The Last Witchfinder
- Cover for the US first edition of the novel
- Author: James Morrow
- Language: English
- Subject: Salem witch trials, witch hunts
- Genre: Historical fiction
- Published: 2006, William Morrow
- Publication place: United States
- Media type: Print, e-book
- Pages: 544 pages
- ISBN: 0060821795

= The Last Witchfinder =

2006 novel by James Morrow

The Last Witchfinder is a 2006 historical fiction novel by James Morrow. The book was first published in hardback on March 14, 2006 through William Morrow and has subsequently been re-published in paperback format.

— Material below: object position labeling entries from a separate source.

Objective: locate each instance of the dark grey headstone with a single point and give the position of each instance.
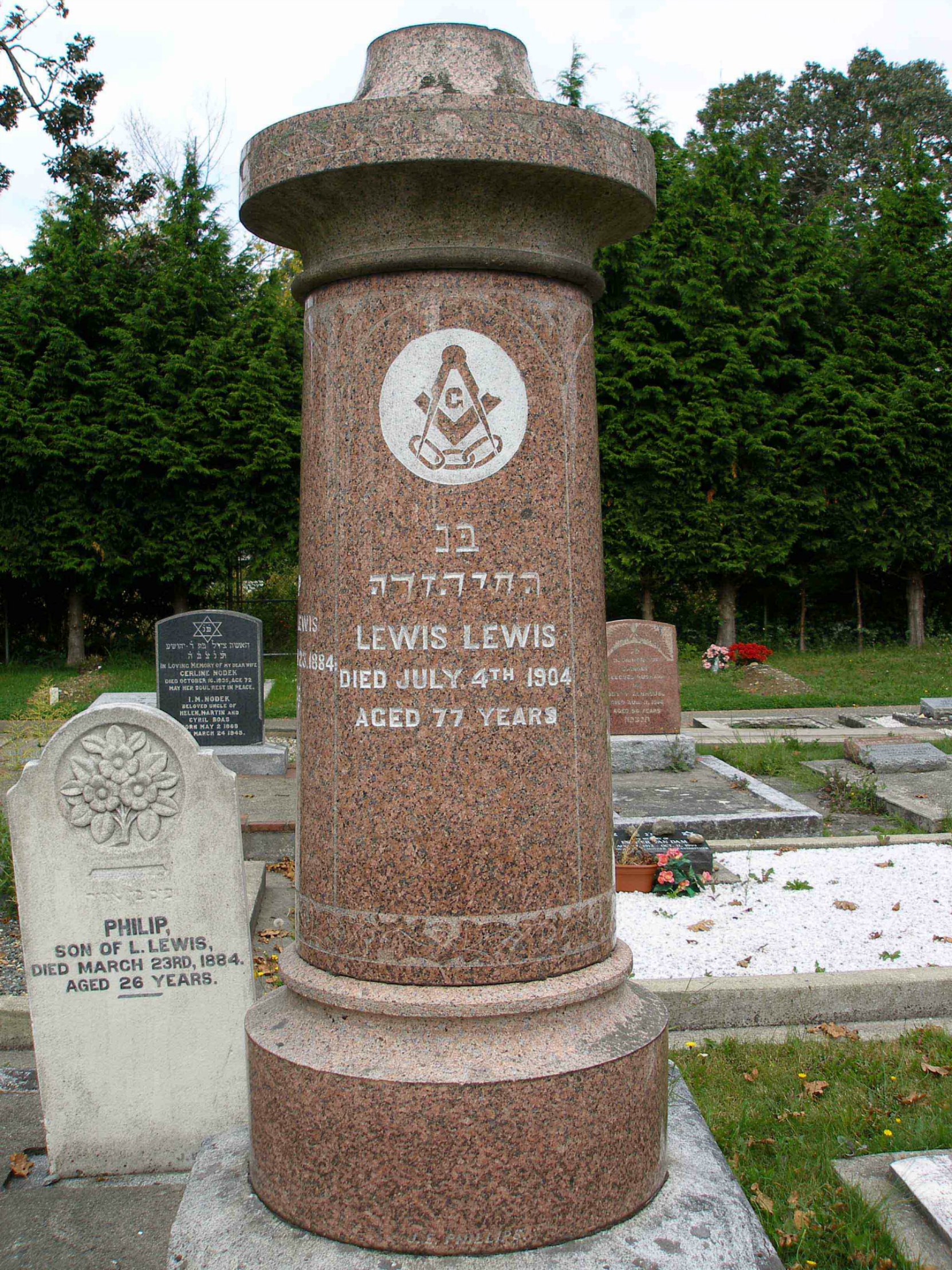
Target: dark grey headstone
(937, 708)
(209, 675)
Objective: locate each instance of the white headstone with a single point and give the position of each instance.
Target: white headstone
(128, 864)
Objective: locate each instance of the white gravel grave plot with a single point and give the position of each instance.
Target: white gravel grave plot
(760, 927)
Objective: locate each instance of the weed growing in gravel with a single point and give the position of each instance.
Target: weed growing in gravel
(782, 1131)
(8, 892)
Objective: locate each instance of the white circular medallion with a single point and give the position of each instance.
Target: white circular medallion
(454, 407)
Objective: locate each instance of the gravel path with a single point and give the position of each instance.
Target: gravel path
(784, 931)
(12, 982)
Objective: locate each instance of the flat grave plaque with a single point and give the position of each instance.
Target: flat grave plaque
(644, 689)
(209, 675)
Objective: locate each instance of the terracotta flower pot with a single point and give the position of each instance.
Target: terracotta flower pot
(635, 877)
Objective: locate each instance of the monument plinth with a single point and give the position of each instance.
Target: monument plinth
(459, 1062)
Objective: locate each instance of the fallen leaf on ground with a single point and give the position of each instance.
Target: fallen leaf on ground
(836, 1032)
(762, 1201)
(21, 1165)
(935, 1071)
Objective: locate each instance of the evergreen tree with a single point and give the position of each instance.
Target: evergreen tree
(697, 367)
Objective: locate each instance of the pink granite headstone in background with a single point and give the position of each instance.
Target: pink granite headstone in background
(644, 690)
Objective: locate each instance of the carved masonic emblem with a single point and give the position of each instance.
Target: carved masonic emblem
(456, 432)
(454, 407)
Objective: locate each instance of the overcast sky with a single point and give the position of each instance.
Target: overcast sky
(266, 61)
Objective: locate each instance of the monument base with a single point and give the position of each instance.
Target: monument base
(700, 1220)
(262, 760)
(475, 1119)
(653, 754)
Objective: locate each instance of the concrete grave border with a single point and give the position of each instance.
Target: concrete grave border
(782, 812)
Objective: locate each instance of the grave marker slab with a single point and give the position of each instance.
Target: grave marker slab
(898, 757)
(644, 689)
(127, 854)
(209, 675)
(930, 1179)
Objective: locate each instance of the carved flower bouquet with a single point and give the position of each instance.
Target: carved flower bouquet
(678, 877)
(121, 780)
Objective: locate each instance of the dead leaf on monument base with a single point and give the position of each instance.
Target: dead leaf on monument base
(21, 1165)
(836, 1032)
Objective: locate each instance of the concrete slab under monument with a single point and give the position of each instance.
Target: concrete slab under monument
(923, 798)
(267, 759)
(700, 1220)
(714, 799)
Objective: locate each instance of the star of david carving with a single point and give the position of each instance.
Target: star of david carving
(207, 629)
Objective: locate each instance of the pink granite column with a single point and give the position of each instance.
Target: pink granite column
(459, 1061)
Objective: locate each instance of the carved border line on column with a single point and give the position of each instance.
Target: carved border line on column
(457, 943)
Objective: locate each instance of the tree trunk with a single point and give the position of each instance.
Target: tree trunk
(75, 639)
(726, 613)
(915, 601)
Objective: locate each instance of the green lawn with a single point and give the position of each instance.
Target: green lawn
(124, 675)
(882, 676)
(781, 1138)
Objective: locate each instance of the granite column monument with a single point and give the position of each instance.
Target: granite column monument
(459, 1062)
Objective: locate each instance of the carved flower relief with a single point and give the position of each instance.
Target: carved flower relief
(120, 779)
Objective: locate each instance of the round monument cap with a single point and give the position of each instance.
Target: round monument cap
(447, 159)
(444, 57)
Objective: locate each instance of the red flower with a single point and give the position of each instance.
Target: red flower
(744, 653)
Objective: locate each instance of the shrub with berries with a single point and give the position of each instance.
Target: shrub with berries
(743, 654)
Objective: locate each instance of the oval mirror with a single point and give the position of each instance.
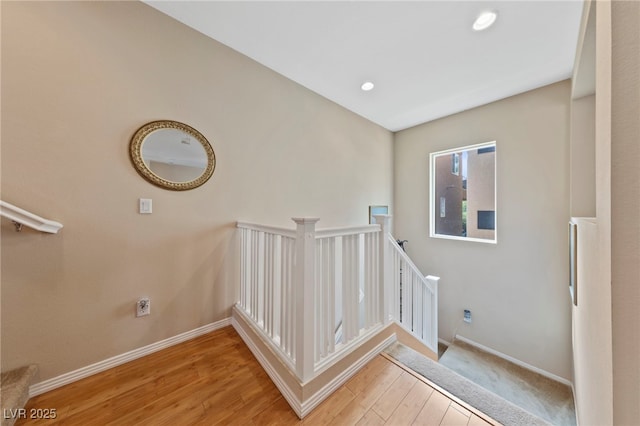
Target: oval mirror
(172, 155)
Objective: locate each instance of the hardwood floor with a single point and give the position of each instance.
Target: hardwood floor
(214, 379)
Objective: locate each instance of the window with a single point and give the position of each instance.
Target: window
(463, 193)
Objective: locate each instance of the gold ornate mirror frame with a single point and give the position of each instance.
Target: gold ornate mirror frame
(136, 153)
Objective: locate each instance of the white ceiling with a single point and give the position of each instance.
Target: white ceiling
(423, 56)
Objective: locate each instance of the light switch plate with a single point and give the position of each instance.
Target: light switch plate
(146, 206)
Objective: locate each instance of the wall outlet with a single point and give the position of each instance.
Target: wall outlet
(143, 307)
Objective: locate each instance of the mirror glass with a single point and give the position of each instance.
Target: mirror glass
(463, 193)
(172, 155)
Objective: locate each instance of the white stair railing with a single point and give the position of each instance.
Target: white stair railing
(414, 297)
(22, 217)
(314, 296)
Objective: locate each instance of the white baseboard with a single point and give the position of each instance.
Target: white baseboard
(515, 361)
(302, 408)
(81, 373)
(332, 386)
(444, 342)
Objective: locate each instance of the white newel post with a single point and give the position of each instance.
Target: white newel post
(304, 278)
(385, 266)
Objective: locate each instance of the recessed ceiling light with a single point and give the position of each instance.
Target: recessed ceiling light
(484, 20)
(367, 85)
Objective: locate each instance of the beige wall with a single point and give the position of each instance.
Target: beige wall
(625, 207)
(583, 163)
(78, 79)
(516, 289)
(613, 295)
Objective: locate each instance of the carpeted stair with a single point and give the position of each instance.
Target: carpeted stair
(15, 391)
(489, 403)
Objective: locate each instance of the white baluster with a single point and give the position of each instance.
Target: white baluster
(386, 272)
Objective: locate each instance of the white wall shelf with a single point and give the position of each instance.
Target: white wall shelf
(22, 217)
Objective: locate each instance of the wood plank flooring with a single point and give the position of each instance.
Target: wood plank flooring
(215, 380)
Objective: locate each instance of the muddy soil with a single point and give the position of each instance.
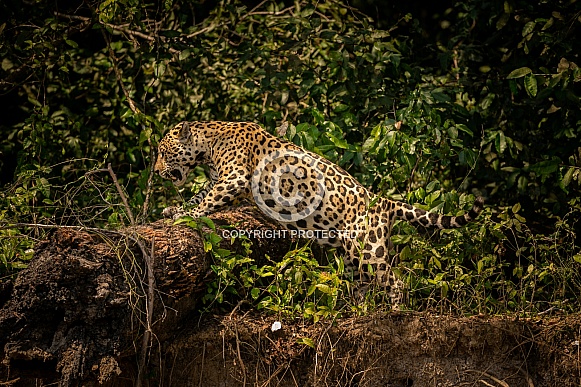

The Last Witchfinder follows a young girl whose father works as a witch-finder.

==Synopsis==
Jennet is a young English girl whose witch hunter father is frequently away on witch hunts. She's left with her aunt Isobel, a fan of Isaac Newton's scientific style. The two become close, but eventually Isobel's viewpoints cause her to become the focus of a witchhunt that ends with her getting burned at the stake. Jennet is unsuccessful in her attempts to rescue her aunt from this grisly fate and as such, decides to fulfill her aunt's dying wish that Jennet bring down the Witchcraft Acts.

==Reception==
Critical reception for The Last Witchfinder has been positive, and Publishers Weekly gave the book a favorable starred review. The Washington Post and The New York Times praised the work, and the Washington Post commented that the work was "so enchanting that when I finished the novel, I sat for a moment wondering when I could visit Jennet's grave in Philadelphia." USA Today wrote that they enjoyed the work's main character and that "Morrow injects humor and detail, but to enjoy this novel, you need a real appetite for the history of science." The Independent was more mixed in their review, as they felt that "if only this had been edited down to about half its length, it could have been a cracking picaresque yarn."